「菊とペン」(36)-(菊地 順一=デイリースポーツ)

◎キャンプ初日で帽子を失くし…
 年が明けたと思ったらもう2月である。早い。歳を取るとこうも早く歳月は過ぎていくのか。柄にもなく松尾芭蕉の「奥の細道」の序文を思い出した。「月日は百代の過客にして、行き交ふ年もまた旅人なり」過去のドジな経験ばかり浮かんでくる。
 プロ野球で2月とくればキャンプだ。私は巨人が王(貞治)さん、藤田(元司)さんが監督だった8年間担当した。当時はグアムで一次キャンプを張って宮崎へ移動というのがスケジュールだった。
 きついスケジュールだった。グアムで約2週間過ごし、1日置いて宮崎である。生まれたばかりの長女をろくに見もせず、宮崎から帰京したら大きくなっていたのに驚いたことがある。ほぼ1カ月家を留守にしていた。休みはない。いまだったら大問題だろう。
 さて藤田さんが監督の時だったと思う。宮崎キャンプ初日は巨人の広報担当者が取材陣へ帽子を配った。3色に分けられていた。確か白、青、赤だったか。青、黄、赤だったかもしれない。でもこれは記憶違いだろう。これでは信号である。
 白は一般紙・スポーツ紙・テレビ・ラジオ、青は夕刊紙、赤は週刊誌ではなかったか。要するに媒体毎に色分けして巨人ナインにミーティングで伝えていた。帽子の色を見て取材に応じる。注意する。無視する。さて現在もやっているのか。不明である。
 この帽子はキャンプ最終日(オープン戦含む)に宮崎知り合った関係者や馴染みの飲食店などにプレゼントする。取材ではもう使わない。地元の人に大いに喜ばれた。
 某年、キャンプ初日に宮崎の街に繰り出した。1年ぶりだ。食事をして毎年顔を出す飲み屋に足を運ぶ。普段はしない「はしご酒」をした。泥酔である。
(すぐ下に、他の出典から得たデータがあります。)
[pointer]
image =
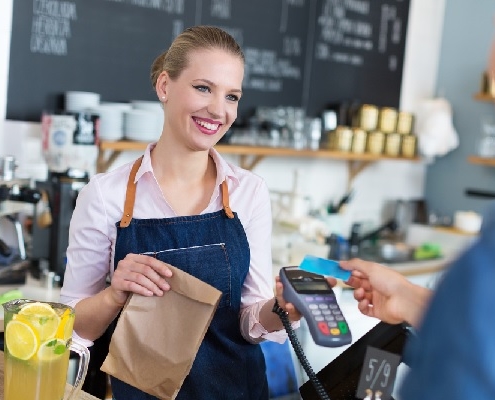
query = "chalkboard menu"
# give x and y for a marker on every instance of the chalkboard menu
(301, 53)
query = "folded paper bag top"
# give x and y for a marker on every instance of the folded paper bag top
(161, 334)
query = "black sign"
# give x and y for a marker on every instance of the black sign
(301, 53)
(378, 374)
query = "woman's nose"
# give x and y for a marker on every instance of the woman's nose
(216, 107)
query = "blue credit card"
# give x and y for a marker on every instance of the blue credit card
(324, 266)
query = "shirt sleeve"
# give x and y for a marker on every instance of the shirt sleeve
(89, 249)
(258, 287)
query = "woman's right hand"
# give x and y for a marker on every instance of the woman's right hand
(141, 274)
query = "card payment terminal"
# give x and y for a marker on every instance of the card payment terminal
(314, 298)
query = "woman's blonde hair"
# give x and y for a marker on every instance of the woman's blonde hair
(202, 37)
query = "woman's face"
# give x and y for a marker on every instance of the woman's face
(201, 104)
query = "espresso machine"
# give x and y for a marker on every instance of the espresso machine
(50, 239)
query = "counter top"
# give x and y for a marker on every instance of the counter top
(81, 396)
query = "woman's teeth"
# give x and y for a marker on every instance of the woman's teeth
(207, 125)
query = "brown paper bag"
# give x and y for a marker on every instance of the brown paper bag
(156, 338)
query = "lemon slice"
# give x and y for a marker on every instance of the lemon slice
(21, 340)
(64, 330)
(52, 349)
(42, 318)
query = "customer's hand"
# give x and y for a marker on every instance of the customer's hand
(141, 274)
(384, 293)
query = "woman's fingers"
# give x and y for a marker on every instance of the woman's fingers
(142, 274)
(294, 314)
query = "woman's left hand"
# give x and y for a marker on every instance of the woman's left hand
(292, 311)
(289, 308)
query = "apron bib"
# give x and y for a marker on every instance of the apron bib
(212, 247)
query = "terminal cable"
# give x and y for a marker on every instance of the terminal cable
(320, 390)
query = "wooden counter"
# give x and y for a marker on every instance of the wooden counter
(82, 395)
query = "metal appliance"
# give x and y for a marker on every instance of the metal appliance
(50, 241)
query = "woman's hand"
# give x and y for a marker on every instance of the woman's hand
(141, 274)
(384, 293)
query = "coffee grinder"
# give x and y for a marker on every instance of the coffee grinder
(50, 240)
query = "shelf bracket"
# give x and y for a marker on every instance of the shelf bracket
(249, 162)
(102, 164)
(354, 168)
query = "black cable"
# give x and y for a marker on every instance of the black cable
(299, 351)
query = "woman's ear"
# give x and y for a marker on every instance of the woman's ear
(161, 86)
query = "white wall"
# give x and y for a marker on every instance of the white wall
(322, 180)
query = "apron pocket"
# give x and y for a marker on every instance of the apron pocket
(208, 263)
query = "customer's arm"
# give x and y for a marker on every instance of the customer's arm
(386, 294)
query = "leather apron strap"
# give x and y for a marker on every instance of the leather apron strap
(225, 199)
(130, 196)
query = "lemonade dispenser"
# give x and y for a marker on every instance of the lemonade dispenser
(38, 342)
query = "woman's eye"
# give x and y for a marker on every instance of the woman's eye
(233, 97)
(202, 88)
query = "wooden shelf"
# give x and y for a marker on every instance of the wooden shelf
(490, 162)
(250, 156)
(484, 97)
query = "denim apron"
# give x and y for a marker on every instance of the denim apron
(212, 247)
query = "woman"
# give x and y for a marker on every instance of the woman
(183, 189)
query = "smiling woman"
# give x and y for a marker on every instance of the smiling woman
(135, 222)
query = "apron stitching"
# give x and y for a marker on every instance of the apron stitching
(185, 248)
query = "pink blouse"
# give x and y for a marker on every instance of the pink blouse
(92, 233)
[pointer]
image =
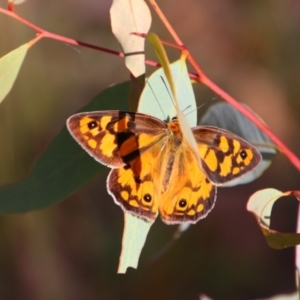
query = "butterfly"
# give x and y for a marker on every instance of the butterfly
(153, 166)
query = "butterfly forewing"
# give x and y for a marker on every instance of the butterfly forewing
(155, 167)
(114, 138)
(224, 155)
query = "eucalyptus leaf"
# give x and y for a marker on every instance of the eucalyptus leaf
(10, 65)
(64, 167)
(225, 116)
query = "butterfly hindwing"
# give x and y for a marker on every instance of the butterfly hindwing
(155, 167)
(133, 186)
(190, 195)
(224, 155)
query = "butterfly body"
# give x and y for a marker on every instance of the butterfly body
(153, 166)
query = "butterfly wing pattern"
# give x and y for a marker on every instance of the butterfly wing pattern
(154, 170)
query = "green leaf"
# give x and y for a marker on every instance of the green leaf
(260, 205)
(134, 237)
(64, 167)
(10, 65)
(226, 116)
(128, 17)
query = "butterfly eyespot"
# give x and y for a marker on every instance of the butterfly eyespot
(92, 124)
(182, 203)
(138, 180)
(243, 154)
(126, 167)
(147, 198)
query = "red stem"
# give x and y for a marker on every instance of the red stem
(200, 76)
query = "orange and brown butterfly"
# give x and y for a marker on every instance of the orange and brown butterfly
(153, 167)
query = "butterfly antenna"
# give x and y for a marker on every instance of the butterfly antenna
(156, 99)
(171, 98)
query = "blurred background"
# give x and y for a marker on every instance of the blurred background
(71, 250)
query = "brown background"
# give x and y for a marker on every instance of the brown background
(70, 250)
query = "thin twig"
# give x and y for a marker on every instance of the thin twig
(202, 78)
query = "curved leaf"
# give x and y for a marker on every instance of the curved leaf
(225, 116)
(261, 204)
(128, 16)
(10, 65)
(63, 168)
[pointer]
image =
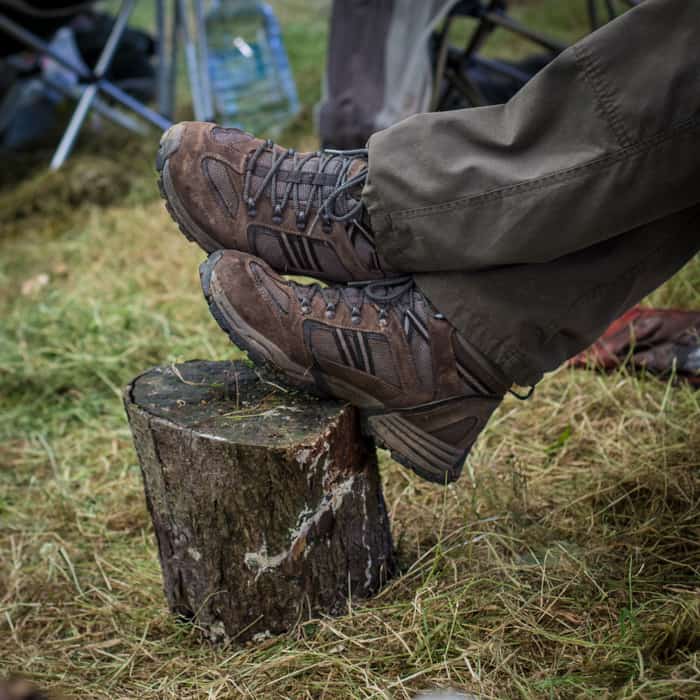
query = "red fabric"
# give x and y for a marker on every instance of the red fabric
(651, 339)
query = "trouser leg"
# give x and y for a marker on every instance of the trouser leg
(602, 141)
(534, 224)
(530, 318)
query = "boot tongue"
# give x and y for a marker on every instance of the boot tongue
(307, 183)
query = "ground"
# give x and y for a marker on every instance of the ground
(564, 563)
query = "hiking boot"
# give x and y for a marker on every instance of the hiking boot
(300, 212)
(424, 392)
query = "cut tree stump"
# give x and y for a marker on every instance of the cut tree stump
(266, 502)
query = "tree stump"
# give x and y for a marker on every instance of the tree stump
(266, 502)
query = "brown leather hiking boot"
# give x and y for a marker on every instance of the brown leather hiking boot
(425, 393)
(300, 212)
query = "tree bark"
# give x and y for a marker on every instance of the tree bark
(266, 502)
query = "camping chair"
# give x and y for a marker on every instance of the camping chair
(16, 14)
(454, 84)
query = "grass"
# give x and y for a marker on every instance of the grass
(564, 564)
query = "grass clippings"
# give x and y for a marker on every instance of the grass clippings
(564, 564)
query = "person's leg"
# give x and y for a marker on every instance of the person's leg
(528, 319)
(605, 139)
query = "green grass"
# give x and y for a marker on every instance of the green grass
(564, 564)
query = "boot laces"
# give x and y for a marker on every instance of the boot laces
(398, 291)
(329, 207)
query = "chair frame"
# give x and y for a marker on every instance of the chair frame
(450, 74)
(187, 24)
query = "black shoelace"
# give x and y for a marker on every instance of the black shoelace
(296, 178)
(381, 293)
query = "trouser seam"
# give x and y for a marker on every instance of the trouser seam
(474, 201)
(605, 94)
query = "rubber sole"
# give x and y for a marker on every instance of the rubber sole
(169, 144)
(422, 453)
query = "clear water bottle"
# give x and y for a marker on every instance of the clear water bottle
(251, 80)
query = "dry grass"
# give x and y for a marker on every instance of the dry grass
(564, 564)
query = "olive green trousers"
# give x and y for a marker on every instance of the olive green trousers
(532, 225)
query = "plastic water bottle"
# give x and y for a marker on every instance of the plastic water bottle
(251, 80)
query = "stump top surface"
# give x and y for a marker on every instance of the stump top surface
(233, 402)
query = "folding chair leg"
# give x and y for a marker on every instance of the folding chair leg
(86, 100)
(203, 46)
(165, 70)
(192, 68)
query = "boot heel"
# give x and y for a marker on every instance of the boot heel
(429, 457)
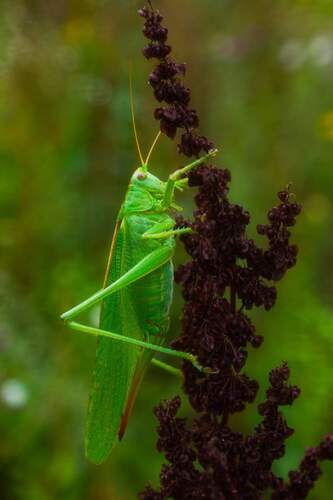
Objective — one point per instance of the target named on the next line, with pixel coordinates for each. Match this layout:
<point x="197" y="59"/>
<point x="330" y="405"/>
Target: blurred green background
<point x="261" y="74"/>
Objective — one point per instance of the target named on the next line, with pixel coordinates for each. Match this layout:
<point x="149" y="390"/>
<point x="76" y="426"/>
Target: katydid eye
<point x="141" y="176"/>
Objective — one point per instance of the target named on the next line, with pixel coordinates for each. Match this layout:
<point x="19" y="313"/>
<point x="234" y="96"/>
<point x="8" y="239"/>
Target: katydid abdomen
<point x="140" y="311"/>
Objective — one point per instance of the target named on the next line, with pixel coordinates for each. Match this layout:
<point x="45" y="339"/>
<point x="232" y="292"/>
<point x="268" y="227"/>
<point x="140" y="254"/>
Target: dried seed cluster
<point x="169" y="88"/>
<point x="227" y="275"/>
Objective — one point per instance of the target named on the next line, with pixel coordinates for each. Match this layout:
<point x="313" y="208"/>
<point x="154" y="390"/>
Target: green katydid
<point x="135" y="299"/>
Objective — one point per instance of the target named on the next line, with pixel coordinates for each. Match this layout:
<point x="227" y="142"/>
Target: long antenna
<point x="133" y="118"/>
<point x="152" y="147"/>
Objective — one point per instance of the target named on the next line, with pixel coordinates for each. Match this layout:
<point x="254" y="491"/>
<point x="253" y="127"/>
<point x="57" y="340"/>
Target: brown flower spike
<point x="227" y="275"/>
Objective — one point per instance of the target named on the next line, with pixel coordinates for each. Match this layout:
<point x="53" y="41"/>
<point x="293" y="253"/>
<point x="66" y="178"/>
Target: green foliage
<point x="66" y="154"/>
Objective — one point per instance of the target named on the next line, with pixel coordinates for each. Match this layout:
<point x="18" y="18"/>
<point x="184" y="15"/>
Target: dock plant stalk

 翌朝、重い頭を振りながら前夜の酔態を思いだそうとしたが思い出せない。記憶が飛んでいた。所持品を確認する。エッ、帽子がない。球場から街へ直行していた。初日早々、商売道具を紛失である。球場へ行ったがないものはない。仕方がない。巨人の受付に「おはようございます…」と無理に愛想笑いを作って、「かれこれこういうワケで」と事情を説明した。早い話、帽子をくださいである。お願いだ。
 「ハッ、もう人にやったのか?」
「君には昨日がキャンプ最終日だったのか?」
「地元の狙っている女にあげたのか?」
「キャンプ初日に失くしたヤツは初めてだ」
「赤でいいか」
「2つ欲しいんだろう」
 巨人もキャンプ終了後の帽子の行方を承知している。事情聴取されて散々言われた。だが最後は「もう失くすんじゃないよ」と〝再発行〟してくれたのだった。私はその年のキャンプで一日中帽子をかぶらず腰にぶら下げて過ごした。
 定年後、ロッテを4年担当したが、地元の人に帽子を希望されたことはなかった。自室の本箱の上には安田尚憲のサイン入りの帽子が乗っている。